Kleine Geschenke gekauft für die zwei Kinder unserer Cousine, die wir sehr lieb haben. Zwei Postkarten geschrieben, was heute ja niemand mehr tut...
Der Belgier und der Franzose reisen mit dem Fahrrad, schlafen in Hostels... Sie sind in ihren Zwanzigern und damals tickte ich ähnlich. Der Belgier campt auch wild, erzählt uns von den vielen Schlangen in Kroatien und dass er nie weint. Weil er fast jeder negativen Situation etwas Positives abgewinnen kann. Weinen hilft nicht, doch Veränderung, meint er noch. Schütze im Sternzeichen ist er, wie ich beim zweiten Versuch errate.

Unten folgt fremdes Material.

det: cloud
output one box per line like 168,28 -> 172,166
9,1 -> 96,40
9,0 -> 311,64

Wir lassen es uns gut gehen, trinken Aperitivo, essen jeden Abend im Restaurant, hier ein Eis, da ein Café...und bräunen uns in der Junisonne - auch ich - trotz Sonnenschutzfaktor fünfzig plus. Man muss aus seiner Komfortzone heraus, sagt A., der Belgier, und ein bisschen tue ich es wieder... lasse die Kontrolle los und das Leben fließen. "Lass los", sagt meine Schwester, "sei leicht" flüstern die Schmetterlinge mir zu.
Jeden Morgen ein liebevoll zubereitetes Frühstück voller italienischer Köstlichkeiten. Und die Besitzerinnen unseres "Bed and Breakfasts", Mutter und Tochter, sind ruhig, entspannt und sehr, sehr nett.
Die längste Reise beginnt mit dem ersten Schritt, sagt man doch. Und ich tue ihn mit meiner Schwester. Diese Reise ist wichtig für sie, mich - doch vor allem auch für uns. Wie ein kleines Juwel werde ich unser gemeinsames, neues Abenteuer im Herzen bewahren.